Civil rights lawyer Mary E. Howell said then that the DOJ increased the need for an Independent Police Monitor.
“The history of these problems with the police department is that we wait until some thing happens; then we try to fix it,” Howell said.
Hurricane Katrina hit on Aug. 29, 2005.
In the long aftermath of the storm, you knew the cops were in trouble when both the National Rifle Association and the American Civil Liberties Union sued the NOPD in federal court. On Sept. 22, 2005, the NRA accused Mayor Nagin and police chiefs Eddie Compass and Warren Riley of violating the constitutional rights of storm victims when Compass called for the confiscation of guns from homeowners in house-to-house searches. (The city settled the suit in 2008.) The ACLU sued Chief Riley to obtain NOPD’s records of racial profiling and abuse-of-force complaints. Federal criminal investigations of deadly police cover-ups of Danziger Bridge and the shooting death of Henry Glover followed but were unrelated to the DOJ study that covered the last two years.
You knew the cops were in trouble again when voices as disparate as FBI Special Agent-in-Charge David Welker, civil rights attorney Mary Howell and ex-offender advocate Norris Henderson all said during different interviews that the cops convicted of covering up post-Katrina wrongdoing would have been better off telling the truth because “people would have understood.”
Mayor Mitch Landrieu on May 5, 2010, “invited” DOJ to conduct an operational audit of the NOPD, accepted the “sobering” federal report. “We can and must turn this around.”
It has been well-reported that DOJ found a “pattern and practice” of constitutional violations at the NOPD, including a routine use of “unnecessary and unreasonable” force, illegal stops, searches, arrests, under-investigations of violence against women and discriminatory treatment of gays and minorities.
The feds also found the kind of disturbing evidence of excessive force that the ACLU no doubt suspected when it sued Chief Riley five years ago – officers firing at moving vehicles, endangering the lives of innocent bystanders and fellow law enforcement alike and a K-9 unit with “uncontrollable” dogs that attacked police handlers and civilian suspects at a rate of six in 10 incidents.
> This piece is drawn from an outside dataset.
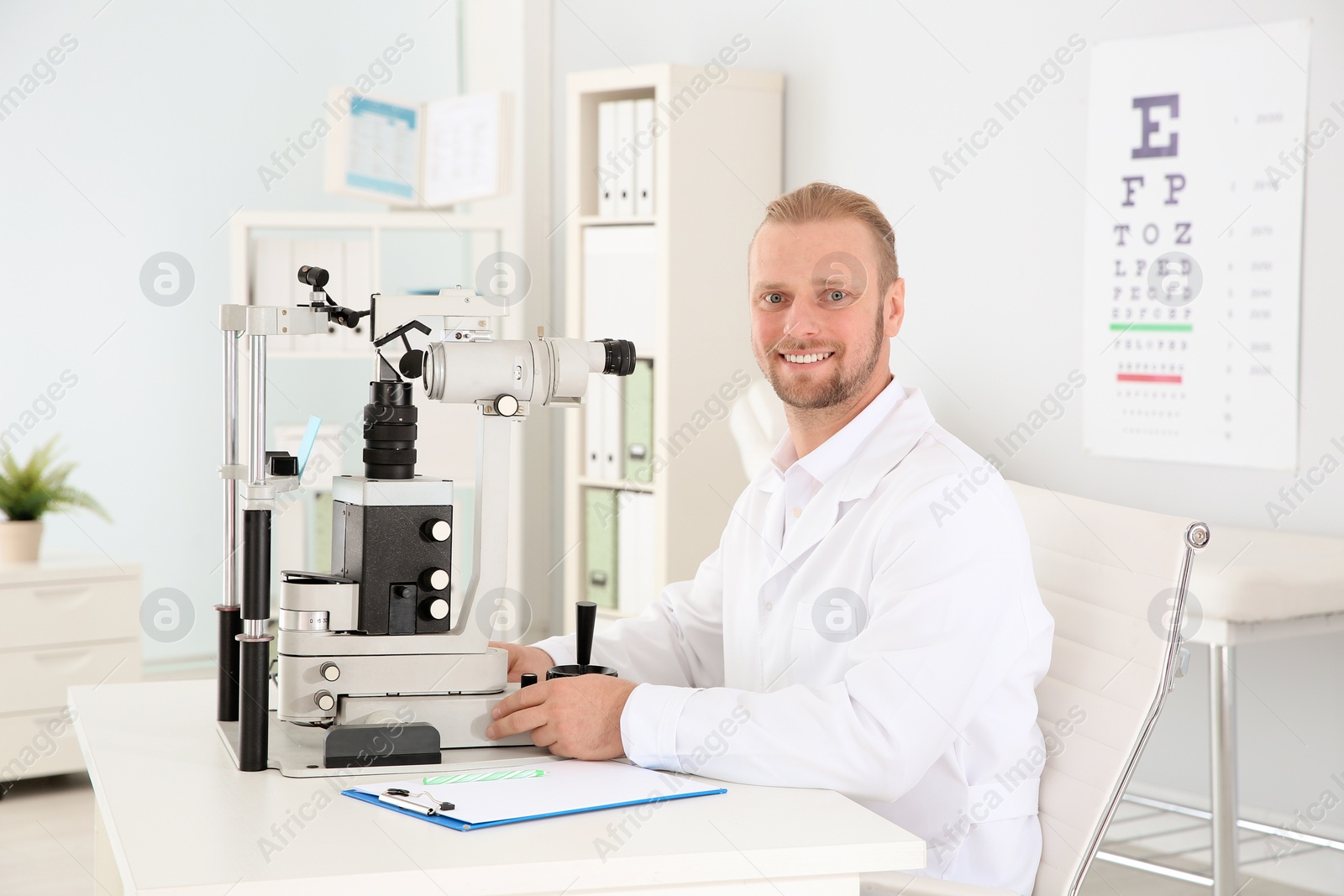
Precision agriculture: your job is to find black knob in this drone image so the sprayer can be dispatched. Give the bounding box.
[574,600,596,666]
[298,265,331,289]
[596,338,634,376]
“We found further that NOPD’s oversight of its officers’ use of deadly force has been so perfunctory that until we inquired, NOPD did not know where some officer-involved shooting investigation files were located and did not initially provide officer-involved shooting investigative files for approximately one-half of the (27) incidents that occurred during the (18-month) time period we were reviewing. Several officer-involved shooting investigations are still missing,” according to the federal report, which adds: “We found repeated instances where officers used force, including deadly force, in a manner that plainly contradicted NOPD policy or the Constitution, and that endangered the lives of civilian bystanders and other police officers, yet no one in the chain-of-command held officers accountable.”
Other findings were chilling if not surprising:
“On ride-alongs, it was often our experience that only a single-platoon sergeant was providing field supervision for an entire district.”
“The training NOPD has for the past several years provided to its officers is severely deficient in nearly every respect, compromising officer and public safety, effective crime reduction and the credibility and reputation of the department as a whole.”
After Katrina, the NOPD reportedly lowered the standards, hiring “hundreds of officers” during a three-year period to re-staff the storm-depleted force, by “essentially removing the physical agility requirement and asking the city Civil Service Commission to score the written portion of the application less vigorously.”
We will need at least a generation of court oversight to fix problems at the NOPD, but that’s the history of this department.